There have been several studies that found that quetiapine 150 mg was more helpful for generalized anxiety disorder than placebo. Another found that 50-150 mg per day was equally effective as paroxetine 20 mg per day after two months of treatment. One report found benefits comparable to escitalopram. In practice, quetiapine is often used for anxiety in treatment settings for persons with a history of substance abuse, as it has little or no abuse potential, and is not a DEA-scheduled drug. The concern is that it carries with it the side effect profile of antipsychotic drugs, including endocrine and metabolic changes and the rare occurrence of motor disorders. For this reason, there is not unanimity about its utility. Your author’s view is that, if used at all, it should be reserved for persons who have severe anxiety symptoms and who have not responded to a variety of traditional medicines. As this is an off-label use, there are no official recommendations, but in healthy non-elderly adults, it is sometimes given orally as 25 mg up to three times a day (a total of 75 mg per day) as needed for anxiety.
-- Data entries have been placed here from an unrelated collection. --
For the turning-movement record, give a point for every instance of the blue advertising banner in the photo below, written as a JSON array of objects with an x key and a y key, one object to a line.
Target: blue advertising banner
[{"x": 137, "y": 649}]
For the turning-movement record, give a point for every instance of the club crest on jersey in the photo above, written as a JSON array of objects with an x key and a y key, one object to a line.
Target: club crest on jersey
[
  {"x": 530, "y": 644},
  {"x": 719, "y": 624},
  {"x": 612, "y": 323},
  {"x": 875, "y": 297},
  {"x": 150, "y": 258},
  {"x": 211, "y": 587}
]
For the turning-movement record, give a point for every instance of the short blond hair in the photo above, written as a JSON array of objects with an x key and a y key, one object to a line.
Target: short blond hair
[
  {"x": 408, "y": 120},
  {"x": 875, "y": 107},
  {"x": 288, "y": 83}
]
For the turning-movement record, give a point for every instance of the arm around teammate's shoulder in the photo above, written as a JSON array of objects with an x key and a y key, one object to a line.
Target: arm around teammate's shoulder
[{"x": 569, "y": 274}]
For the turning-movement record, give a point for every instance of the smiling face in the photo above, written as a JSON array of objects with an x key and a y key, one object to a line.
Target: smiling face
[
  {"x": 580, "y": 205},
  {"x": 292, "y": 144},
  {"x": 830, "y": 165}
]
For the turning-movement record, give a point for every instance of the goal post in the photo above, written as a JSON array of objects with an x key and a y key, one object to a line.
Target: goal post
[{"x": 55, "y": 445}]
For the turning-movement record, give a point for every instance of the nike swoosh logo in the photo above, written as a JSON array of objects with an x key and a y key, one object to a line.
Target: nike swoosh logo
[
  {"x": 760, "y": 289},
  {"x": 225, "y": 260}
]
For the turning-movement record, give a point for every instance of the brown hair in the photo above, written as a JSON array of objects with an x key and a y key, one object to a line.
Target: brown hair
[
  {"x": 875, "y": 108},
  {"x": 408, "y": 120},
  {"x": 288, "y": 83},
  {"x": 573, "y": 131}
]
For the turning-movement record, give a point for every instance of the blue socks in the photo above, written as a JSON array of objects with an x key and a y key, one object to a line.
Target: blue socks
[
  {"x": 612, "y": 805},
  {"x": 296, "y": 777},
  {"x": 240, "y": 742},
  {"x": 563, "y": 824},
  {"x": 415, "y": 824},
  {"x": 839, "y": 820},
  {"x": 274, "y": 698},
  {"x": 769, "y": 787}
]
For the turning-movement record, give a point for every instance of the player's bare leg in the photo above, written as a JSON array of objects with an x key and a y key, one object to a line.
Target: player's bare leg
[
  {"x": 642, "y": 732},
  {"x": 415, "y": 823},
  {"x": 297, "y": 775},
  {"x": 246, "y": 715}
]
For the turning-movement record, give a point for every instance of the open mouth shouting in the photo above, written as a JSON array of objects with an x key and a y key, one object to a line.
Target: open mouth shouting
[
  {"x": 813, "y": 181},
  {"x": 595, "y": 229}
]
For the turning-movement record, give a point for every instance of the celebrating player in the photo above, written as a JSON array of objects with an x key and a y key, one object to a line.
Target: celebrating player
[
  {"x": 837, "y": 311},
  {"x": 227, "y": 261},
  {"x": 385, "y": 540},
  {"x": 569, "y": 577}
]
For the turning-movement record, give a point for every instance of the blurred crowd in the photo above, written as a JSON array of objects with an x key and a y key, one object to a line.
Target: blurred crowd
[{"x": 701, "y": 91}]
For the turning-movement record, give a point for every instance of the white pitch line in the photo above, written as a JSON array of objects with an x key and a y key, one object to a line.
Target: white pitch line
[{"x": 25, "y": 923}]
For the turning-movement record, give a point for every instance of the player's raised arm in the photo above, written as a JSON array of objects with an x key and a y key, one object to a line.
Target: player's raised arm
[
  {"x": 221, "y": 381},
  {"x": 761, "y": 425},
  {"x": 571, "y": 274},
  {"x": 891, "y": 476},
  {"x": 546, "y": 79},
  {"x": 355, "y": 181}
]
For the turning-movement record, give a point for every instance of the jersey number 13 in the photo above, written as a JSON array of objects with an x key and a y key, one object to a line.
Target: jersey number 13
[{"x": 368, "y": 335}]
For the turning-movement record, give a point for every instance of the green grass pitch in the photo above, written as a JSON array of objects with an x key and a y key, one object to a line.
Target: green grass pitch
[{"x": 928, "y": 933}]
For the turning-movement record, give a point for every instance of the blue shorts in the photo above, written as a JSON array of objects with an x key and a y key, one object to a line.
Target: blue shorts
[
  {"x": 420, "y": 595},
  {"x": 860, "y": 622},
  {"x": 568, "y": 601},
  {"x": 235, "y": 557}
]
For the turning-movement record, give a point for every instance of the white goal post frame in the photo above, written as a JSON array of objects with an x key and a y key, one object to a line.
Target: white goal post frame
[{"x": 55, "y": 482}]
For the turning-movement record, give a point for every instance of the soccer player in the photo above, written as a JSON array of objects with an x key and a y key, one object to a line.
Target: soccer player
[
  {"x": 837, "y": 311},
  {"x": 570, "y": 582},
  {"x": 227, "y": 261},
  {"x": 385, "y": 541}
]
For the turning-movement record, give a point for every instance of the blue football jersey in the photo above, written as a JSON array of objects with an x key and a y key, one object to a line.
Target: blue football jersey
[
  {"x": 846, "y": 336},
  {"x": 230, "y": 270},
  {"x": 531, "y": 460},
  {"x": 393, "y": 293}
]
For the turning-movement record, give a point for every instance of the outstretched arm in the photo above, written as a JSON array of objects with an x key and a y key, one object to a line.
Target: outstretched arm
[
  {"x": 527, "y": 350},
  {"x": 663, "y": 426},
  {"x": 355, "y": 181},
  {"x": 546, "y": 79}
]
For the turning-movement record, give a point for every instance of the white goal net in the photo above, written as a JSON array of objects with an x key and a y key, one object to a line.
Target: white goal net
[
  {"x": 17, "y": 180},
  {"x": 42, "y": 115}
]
The limiting factor in dosing is usually sedation.
In summary, if anxiety patients do not respond to SSRIs/SNRIs, other treatments are available. The gabapentinoids have often been used for this purpose, but the growing recognition of their side effect profile and abuse potential has led to the reconsideration of other drugs. Propranolol (particularly as a PRN agent for performance anxiety), mirtazapine, and quetiapine are among those which may be considered.